C'est certain que nos moyens restent insuffisants au regard du regain d'activité qu'a généré le RGPD. Tous les métiers de la Cnil craquent, comme au sein d'un habit un peu étroit, pour reprendre l'expression qu'elle avait employée. La demande d'accompagnement en provenance des entreprises est toujours aussi forte, surtout au sein des plus petites. Les besoins des citoyens ont crû en même temps que les plaintes qu'ils déposent. Leur nombre a augmenté de 30% entre 2017 et 2018. La hausse est également de 30% pour le début de cette année. Les effectifs de la Cnil vont passer de 200 à 215, mais cela reste bien en deçà de nos besoins, surtout si la France veut être au rendez-vous de la diplomatie des données et peser dans la coopération européenne.

Le RGPD à peine digéré, vous allez devoir vous attaquer à un autre sujet très sensible pour le marché de la publicité : le traitement des cookies sur le Web. Quelle est votre feuille de route ?

"Nous allons clarifier les règles quant à l'usage des cookies."

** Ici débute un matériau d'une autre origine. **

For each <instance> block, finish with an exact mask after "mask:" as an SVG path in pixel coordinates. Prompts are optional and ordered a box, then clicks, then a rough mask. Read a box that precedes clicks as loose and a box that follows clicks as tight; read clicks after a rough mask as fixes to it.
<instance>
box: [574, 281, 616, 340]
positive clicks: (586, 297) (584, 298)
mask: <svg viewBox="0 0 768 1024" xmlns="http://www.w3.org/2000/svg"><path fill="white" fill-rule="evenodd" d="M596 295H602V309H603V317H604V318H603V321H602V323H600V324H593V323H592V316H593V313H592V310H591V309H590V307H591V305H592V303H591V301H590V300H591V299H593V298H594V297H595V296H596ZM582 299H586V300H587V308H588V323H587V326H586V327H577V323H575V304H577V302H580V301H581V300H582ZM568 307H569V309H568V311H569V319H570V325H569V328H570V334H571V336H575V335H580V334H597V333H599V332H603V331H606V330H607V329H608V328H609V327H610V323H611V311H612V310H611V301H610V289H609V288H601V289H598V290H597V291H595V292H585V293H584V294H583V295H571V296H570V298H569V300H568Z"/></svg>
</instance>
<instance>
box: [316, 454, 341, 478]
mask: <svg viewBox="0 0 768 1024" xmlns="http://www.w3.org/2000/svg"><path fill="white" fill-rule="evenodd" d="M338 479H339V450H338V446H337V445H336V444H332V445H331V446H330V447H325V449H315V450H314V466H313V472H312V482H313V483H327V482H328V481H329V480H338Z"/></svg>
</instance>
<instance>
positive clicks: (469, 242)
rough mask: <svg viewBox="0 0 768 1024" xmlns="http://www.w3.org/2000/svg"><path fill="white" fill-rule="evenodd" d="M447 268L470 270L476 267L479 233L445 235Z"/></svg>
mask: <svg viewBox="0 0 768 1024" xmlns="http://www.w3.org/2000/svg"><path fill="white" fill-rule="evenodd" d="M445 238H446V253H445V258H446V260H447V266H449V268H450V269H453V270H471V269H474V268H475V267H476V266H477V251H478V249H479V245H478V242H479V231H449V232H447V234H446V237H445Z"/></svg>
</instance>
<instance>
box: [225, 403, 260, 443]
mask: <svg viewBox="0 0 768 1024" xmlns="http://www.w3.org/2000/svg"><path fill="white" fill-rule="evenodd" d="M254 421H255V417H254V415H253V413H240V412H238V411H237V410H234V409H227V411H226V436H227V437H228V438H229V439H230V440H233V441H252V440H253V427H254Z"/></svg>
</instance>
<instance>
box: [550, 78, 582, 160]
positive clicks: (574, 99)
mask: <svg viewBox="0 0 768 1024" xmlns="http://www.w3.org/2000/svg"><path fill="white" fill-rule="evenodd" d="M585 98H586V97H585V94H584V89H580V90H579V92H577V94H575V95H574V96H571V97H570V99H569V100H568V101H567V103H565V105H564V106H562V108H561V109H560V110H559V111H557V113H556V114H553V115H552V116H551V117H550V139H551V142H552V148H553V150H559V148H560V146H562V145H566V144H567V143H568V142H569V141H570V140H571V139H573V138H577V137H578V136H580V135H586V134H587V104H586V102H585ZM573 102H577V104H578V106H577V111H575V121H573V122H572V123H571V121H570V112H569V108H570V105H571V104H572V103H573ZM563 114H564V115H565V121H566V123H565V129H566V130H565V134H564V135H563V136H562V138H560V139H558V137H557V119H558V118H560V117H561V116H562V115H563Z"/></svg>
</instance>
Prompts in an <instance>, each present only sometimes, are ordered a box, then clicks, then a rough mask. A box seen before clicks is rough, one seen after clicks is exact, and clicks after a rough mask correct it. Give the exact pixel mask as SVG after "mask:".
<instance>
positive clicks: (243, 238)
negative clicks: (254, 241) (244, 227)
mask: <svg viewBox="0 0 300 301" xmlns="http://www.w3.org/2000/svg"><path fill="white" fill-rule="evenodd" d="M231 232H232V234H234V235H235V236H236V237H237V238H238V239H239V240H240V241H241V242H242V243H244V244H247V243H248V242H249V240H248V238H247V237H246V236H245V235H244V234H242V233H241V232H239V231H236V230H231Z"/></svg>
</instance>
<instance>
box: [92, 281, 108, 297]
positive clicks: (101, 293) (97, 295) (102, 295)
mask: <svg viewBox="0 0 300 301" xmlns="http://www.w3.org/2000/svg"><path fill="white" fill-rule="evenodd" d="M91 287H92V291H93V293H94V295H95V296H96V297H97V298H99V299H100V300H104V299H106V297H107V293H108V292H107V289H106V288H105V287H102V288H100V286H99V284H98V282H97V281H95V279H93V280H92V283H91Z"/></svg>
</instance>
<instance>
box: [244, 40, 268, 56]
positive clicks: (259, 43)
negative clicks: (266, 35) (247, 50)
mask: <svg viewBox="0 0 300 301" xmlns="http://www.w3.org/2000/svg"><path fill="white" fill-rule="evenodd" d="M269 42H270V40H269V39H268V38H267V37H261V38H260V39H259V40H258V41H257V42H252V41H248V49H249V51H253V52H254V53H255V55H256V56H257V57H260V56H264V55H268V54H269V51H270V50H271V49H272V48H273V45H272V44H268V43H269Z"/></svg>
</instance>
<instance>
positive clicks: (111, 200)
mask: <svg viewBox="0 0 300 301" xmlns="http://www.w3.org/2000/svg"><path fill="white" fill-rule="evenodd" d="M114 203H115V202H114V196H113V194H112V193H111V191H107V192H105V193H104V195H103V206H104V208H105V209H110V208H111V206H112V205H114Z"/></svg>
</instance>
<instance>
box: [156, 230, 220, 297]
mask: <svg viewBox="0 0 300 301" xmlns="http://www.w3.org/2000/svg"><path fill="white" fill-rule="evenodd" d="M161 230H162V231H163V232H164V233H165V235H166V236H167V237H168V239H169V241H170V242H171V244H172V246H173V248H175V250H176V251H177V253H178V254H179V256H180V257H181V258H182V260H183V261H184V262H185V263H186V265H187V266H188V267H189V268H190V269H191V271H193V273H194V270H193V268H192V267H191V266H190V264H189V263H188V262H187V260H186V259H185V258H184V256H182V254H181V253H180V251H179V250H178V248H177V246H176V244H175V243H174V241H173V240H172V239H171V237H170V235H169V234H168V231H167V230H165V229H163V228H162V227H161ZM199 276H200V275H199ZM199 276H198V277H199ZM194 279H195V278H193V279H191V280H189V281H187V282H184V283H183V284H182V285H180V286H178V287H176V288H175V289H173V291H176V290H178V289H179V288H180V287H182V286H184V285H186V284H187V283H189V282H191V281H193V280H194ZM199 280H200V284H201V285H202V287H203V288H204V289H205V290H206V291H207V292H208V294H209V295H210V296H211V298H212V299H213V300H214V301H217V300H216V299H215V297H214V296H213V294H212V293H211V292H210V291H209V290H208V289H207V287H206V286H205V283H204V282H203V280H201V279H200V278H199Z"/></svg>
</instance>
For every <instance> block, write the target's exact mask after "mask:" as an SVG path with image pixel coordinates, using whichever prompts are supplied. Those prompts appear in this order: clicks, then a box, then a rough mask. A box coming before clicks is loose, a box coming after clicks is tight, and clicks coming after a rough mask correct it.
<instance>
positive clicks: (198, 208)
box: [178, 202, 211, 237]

Pour des raisons évidentes d'articulation avec le RGPD, nous souhaiterions que le règlement eprivacy, qui formalise ce sujet des cookies, arrive plus vite que prévu. Malheureusement, ce ne sera sans doute pas pour 2019. Comme il y a urgence, nous allons clarifier les règles quant à l'usage des cookies. Ces règles datent de 2013, époque où le RGPD, qui instaure la notion de consentement libre, univoque et éclairé, n'existait pas. A nous, donc, de mettre eprivacy à l'heure du RGPD. Nous allons travailler avec les associations interprofessionnelles pour définir les conditions d'application du RGPD au sein des interfaces utilisateurs sur le Web d'ici la fin de l'année.